Koch SE, Bodi I, Schwartz A, Varadi G (Institute of Molecular Pharmacology and Biophysics, University of Cincinnati, College of Medicine, Cincinnati, Ohio 45267-0828, USA)
IN:
J Biol Chem
2000; 275(44):34493-34500
Impact Factor(s) of J Biol Chem: 6.355 (2004), 6.482 (2003), 7.258 (2001)

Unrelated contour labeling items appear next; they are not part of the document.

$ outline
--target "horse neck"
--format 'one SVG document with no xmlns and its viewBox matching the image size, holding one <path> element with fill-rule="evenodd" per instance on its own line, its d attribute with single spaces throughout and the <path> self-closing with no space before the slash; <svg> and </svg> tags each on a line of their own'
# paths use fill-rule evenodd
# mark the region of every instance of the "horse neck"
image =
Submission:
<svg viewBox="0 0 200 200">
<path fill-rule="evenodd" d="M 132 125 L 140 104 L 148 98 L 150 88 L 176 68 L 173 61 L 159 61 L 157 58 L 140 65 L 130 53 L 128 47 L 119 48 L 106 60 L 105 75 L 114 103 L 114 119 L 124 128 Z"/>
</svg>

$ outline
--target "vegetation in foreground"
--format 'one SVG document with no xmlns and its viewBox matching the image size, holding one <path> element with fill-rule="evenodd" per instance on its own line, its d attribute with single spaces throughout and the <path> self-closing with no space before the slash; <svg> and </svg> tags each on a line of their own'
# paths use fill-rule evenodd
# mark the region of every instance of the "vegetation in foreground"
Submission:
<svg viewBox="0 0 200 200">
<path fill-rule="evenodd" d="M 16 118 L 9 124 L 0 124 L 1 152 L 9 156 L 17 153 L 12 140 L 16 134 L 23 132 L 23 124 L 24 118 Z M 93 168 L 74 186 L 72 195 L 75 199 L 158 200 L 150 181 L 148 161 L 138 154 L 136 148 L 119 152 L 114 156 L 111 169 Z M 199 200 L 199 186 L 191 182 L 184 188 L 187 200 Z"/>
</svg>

ABSTRACT: The cysteine accessibility method was used to explore calcium channel pore topology. Cysteine mutations were introduced into the SS1-SS2 segments of Motifs I-IV of the human cardiac L-type calcium channel, expressed in Xenopus oocytes and the current block by methanethiosulfonate compounds was measured. Our studies revealed that several consecutive mutants of motifs II and III are accessible to methanethiosulfonates, suggesting that these segments exist as random coils. Motif I cysteine mutants exhibited an intermittent sensitivity to these compounds, providing evidence for a beta-sheet secondary structure. Motif IV showed a periodic sensitivity, suggesting the presence of an alpha-helix. These studies reveal that the SS1-SS2 segment repeat in each motif have non-uniform secondary structures. Thus, the channel architecture evolves as a highly distorted 4-fold pore symmetry.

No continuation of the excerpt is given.